I can define a function that takes the timestamp and the carbon dioxide for a range of time and perform a linear fit and infer the student attendance.

In [3]:
def process_data(begin, end, data, plot=False):
    x = data['Timestamp'][begin:end]
    x = x - x[0]
    y = data['CO2'][begin:end]

    fit = np.polyfit(x,y,1)
    room_ppm_per_second = fit[0]
    room_ppm_per_minute = room_ppm_per_second * 60
    ppm_per_student_per_minute = 0.176
    num_students = room_ppm_per_minute / ppm_per_student_per_minute

    if plot:
        yfit = np.polyval(fit, x)
        plt.plot(x, y)
        plt.plot(x, yfit)

    print('Start time = {}'.format(begin))
    print('End time = {}'.format(end))
    print('Carbon dioxide rate of increase {:.2f} ppm per minute'.format(room_ppm_per_minute))    
    print('Estimated number of students: {:.0f}'.format(num_students))
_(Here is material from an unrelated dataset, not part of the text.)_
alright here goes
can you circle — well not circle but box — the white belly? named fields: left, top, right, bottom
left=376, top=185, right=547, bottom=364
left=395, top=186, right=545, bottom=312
Using this function, I can quickly look at different class times and infer the occupancy.

In [4]:
class_starts = (
                ('2015-01-28 09:10', '2015-01-28 10:00'),
                ('2015-01-29 10:00', '2015-01-29 11:00'),
                ('2015-01-26 09:10', '2015-01-26 10:30')

for begin, end in class_starts:
    process_data(begin, end, data, plot=True)
Start time = 2015-01-28 09:10
End time = 2015-01-28 10:00
Carbon dioxide rate of increase 7.03 ppm per minute
Estimated number of students: 40

Start time = 2015-01-29 10:00
End time = 2015-01-29 11:00
Carbon dioxide rate of increase 9.72 ppm per minute
Estimated number of students: 55

Start time = 2015-01-26 09:10
End time = 2015-01-26 10:30
Carbon dioxide rate of increase 6.34 ppm per minute
Estimated number of students: 36